Background: A basic question of protein structural studies is to which extent mutations affect the stability. This question may be addressed starting from sequence and/or from structure. In proteomics and genomics studies prediction of protein stability free energy change (DeltaDeltaG) upon single point mutation may also help the annotation process. The experimental DeltaDeltaG values are affected by uncertainty as measured by standard deviations. Most of the DeltaDeltaG values are nearly zero (about 32% of the DeltaDeltaG data set ranges from -0.5 to 0.5 kcal/mole) and both the value and sign of DeltaDeltaG may be either positive or negative for the same mutation blurring the relationship among mutations and expected DeltaDeltaG value. In order to overcome this problem we describe a new predictor that discriminates between 3 mutation classes: destabilizing mutations (DeltaDeltaG<-1.0 kcal/mol), stabilizing mutations (DeltaDeltaG>1.0 kcal/mole) and neutral mutations (-1.0</=DeltaDeltaG</=1.0 kcal/mole).
Results: In this paper a support vector machine starting from the protein sequence or structure discriminates between stabilizing, destabilizing and neutral mutations. We rank all the possible substitutions according to a three state classification system and show that the overall accuracy of our predictor is as high as 56% when performed starting from sequence information and 61% when the protein structure is available, with a mean value correlation coefficient of 0.27 and 0.35, respectively. These values are about 20 points per cent higher than those of a random predictor.
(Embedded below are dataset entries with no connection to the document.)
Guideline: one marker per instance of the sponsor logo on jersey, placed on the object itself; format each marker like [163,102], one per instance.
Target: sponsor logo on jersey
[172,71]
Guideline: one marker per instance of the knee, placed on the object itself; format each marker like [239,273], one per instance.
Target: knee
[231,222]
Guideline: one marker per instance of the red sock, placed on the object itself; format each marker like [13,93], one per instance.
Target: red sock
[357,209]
Conclusions: Our method improves the quality of the prediction of the free energy change due to single point protein mutations by adopting a hypothesis of thermodynamic reversibility of the existing experimental data. By this we both recast the thermodynamic symmetry of the problem and balance the distribution of the available experimental measurements of free energy changes. This eliminates possible overestimations of the previously described methods trained on an unbalanced data set comprising a number of destabilizing mutations higher than stabilizing ones.